Clearly, the majority of young researchers do not fully appreciate the benefits and virtues of these resources. We found that students were reticent about using particular social media tools unless they were immediately applicable to their research disciplines or to the focus of their studies.
According to a UK study conducted by JISC and the British Library, research students need more informal and face-to-face support if they are to obtain the maximum benefit from open web technologies and social media. The Researchers of Tomorrow project surveyed 17,000 ‘Generation Y’ doctoral students born between 1982 and 1994, and found that the use of social media applications within a research setting increased only gradually over a three-year period of study.
Whilst online forums were used by 23 per cent of all students, only 13 per cent played an active role in discussions. 23 per cent followed blogs but only nine per cent regularly contributed to their own blog. The team also identified low levels of active uptake in terms of institutionally-provided open web resources.
Louisa Dale, Senior Relations and Support Manager at JISC, spoke to ScienceOmega.com
to explain more about the intentions behind this project. I began by asking Dale why it is so important for today’s students to be well versed in the use of open web technologies and social media.
"Both JISC and the British Library are keen for researchers to exploit all
of the tools and technologies that are available to them, and these tools don’t necessarily have to be web-based," she replied. "We need to make sure that our young researchers are using the resources that are available to support their specific disciplinal needs, and that they are getting the most out of their institutional and academic experiences. Obviously, at JISC, we want to promote the use of technologies, not as ends in themselves, but as tools to support academic practice. It’s about making sure that students are equipped to deliver the best research outputs that they possibly can."
The results of this study will come as a surprise to many.

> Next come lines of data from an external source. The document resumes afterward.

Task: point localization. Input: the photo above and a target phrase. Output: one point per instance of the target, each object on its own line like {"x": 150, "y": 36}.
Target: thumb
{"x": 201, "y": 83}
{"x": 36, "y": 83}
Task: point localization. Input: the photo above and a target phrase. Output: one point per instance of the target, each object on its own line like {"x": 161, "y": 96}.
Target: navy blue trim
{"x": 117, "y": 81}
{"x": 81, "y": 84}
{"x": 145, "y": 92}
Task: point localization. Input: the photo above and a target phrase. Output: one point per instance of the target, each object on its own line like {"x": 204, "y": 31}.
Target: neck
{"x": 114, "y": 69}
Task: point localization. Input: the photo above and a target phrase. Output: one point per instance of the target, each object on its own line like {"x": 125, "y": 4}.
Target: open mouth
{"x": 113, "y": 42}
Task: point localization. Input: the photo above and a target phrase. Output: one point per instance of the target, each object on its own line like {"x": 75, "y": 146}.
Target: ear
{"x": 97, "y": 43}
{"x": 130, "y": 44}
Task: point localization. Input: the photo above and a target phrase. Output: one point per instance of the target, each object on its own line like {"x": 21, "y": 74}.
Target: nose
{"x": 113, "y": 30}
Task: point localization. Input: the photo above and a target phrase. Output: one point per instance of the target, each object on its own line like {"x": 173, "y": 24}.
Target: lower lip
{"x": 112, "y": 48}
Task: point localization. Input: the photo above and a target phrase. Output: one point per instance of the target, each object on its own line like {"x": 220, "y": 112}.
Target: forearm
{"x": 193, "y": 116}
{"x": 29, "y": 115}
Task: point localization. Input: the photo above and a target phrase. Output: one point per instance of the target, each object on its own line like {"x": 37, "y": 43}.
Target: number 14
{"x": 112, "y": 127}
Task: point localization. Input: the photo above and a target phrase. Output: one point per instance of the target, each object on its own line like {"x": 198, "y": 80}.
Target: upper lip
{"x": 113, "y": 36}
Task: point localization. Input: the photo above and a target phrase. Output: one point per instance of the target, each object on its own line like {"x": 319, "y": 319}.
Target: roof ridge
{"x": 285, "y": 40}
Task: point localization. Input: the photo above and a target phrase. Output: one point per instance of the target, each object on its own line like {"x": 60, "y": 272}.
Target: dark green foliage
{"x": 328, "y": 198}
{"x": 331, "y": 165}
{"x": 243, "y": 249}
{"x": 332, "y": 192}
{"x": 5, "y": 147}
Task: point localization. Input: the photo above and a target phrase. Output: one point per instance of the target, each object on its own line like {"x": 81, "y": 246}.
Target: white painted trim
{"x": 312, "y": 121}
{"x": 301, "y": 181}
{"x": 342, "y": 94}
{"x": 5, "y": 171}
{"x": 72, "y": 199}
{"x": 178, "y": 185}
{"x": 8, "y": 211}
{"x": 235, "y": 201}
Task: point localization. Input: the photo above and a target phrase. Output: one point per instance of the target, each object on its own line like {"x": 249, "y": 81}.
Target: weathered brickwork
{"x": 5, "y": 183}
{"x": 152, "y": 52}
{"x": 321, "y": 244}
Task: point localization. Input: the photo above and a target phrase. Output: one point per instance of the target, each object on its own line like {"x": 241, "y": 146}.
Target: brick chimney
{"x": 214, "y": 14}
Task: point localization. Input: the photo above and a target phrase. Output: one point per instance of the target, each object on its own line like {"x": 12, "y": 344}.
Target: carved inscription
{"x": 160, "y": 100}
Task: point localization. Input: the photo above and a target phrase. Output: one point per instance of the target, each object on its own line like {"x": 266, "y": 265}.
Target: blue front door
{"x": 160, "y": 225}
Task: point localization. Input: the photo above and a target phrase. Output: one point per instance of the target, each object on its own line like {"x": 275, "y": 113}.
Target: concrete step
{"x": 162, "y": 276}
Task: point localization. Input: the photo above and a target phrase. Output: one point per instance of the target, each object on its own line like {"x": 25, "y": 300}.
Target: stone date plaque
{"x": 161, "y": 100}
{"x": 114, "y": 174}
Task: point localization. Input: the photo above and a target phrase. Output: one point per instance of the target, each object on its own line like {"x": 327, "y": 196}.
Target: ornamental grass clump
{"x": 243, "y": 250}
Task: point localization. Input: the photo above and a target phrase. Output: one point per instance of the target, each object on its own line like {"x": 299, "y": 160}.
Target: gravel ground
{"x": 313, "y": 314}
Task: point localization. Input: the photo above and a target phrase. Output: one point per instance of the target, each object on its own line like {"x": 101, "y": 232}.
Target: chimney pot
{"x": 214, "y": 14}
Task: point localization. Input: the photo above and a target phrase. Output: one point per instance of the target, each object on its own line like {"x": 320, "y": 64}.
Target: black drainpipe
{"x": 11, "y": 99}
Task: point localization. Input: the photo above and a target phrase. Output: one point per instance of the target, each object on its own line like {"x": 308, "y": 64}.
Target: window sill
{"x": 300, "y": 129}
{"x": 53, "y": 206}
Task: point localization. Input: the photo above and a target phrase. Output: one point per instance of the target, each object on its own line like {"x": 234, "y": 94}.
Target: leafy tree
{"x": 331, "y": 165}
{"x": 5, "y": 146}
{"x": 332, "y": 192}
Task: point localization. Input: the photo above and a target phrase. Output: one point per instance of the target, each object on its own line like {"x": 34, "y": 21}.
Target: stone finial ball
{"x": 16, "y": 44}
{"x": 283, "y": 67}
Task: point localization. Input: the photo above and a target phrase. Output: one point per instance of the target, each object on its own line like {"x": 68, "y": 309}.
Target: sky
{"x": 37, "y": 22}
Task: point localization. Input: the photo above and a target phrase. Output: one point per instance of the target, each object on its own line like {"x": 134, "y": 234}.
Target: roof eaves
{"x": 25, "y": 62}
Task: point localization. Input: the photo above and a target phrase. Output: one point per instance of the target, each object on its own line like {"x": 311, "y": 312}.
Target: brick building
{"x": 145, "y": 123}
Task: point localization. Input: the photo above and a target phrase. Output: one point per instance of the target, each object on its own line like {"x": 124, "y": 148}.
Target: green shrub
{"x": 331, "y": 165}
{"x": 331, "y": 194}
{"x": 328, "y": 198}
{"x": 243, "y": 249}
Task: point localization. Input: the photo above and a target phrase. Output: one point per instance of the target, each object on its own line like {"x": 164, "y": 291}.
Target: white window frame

It is easy to assume that all youngsters are supremely tech-savvy, and that web technologies and social media come as second nature to Generation Y. As Dale explains, however, the researchers were careful not to make any assumptions before conducting their investigation.
"We funded this research to establish a benchmark so that we could be informed about our levels of investment and our support for universities," she explained. "Julie Carpenter, the lead researcher of the study, saw this as an opportunity to go directly to the students, rather than the institutions, and to learn through their experiences. We wanted to hear it from the horse’s mouth, as it were. It was important for us to understand current trends and practices, and crucially, not to assume anything about what was used and what was useful."
I asked Dale whether the results that were obtained suggested that Generation Y students were not fully aware of the benefits offered by these resources.
"Clearly, the majority of young researchers do not fully appreciate the benefits and virtues of these resources," she replied. "We found that students were reticent about using particular social media tools unless they were immediately applicable to their research disciplines or to the focus of their studies. They weren’t necessarily adventurous in testing and trialling, partly because they have significant time pressures placed upon them. One would imagine that most are really focused on their studies rather than on experimenting during the course of their PhD.
"We are keen to work further with PhD supervisors in particular, to enhance their understanding of the potential of social media. We are also eager to work with institutions in order to establish peer support networks. Clearly, peer support is very important to PhD students as it is immediately available and allows them to turn to their friends for help. There are opportunities for universities to work closely with peer support networks, and some are already doing this."
Developments within fields such as social media certainly move at a brisk pace. Popularity of a particular tool does not seem to prevent ‘the next big thing’ from quickly taking over the mantle. I asked Dale whether she believed that these technologies were here to stay, and if so, whether their becoming more widely utilised within the research community was inevitable.
"In terms of technologies, we rarely imagine that anything is here to stay. Our development and use of products is constantly evolving. Specific tools will evolve and improve and new products will come into the marketplace. They may be home-grown or institutionally developed. They may be shared services that are available to all universities or commercial products. In any event, we are focused on allowing individuals and universities to understand the available opportunities at any one time, and on helping them to recognise how to utilise or adapt these technologies for their own immediate needs.
"This can be quite challenging – especially if you have pressures on your time or if you are not technologically savvy. We’ll try to address these issues through a number of activities, not least by looking at digital literacy within universities. In a wider context, we need to work with other countries to support infrastructures and research. We are talking to the European Commission about how we can make use of the generic sector tools that are available, and about how best to respond to the real challenges that exist at a discipline level."
I concluded our conversation by asking about the implications that the wider adoption of these technologies by researchers, could have for science.
"That’s a good question, but it’s also a hard one to answer," Dale replied. "I am in Birmingham today to attend a workshop with a US organisation called the Coalition for Networked Information (CNI). Here, experts will think about the changing nature of scholarly discourse, and consider the transformative potential of technology. Again, I must emphasise that technology should not be viewed as an end in itself. We need to optimise research without disrupting the process.
"That’s not to say that these technologies don’t have real transformative potential when it comes to science. We are sure that they do, but they are part and parcel of wider developments and improvements within the system of research. They represent just some of the opportunities that are currently available. We want to exploit their potential in a positive sense and not as an end in itself."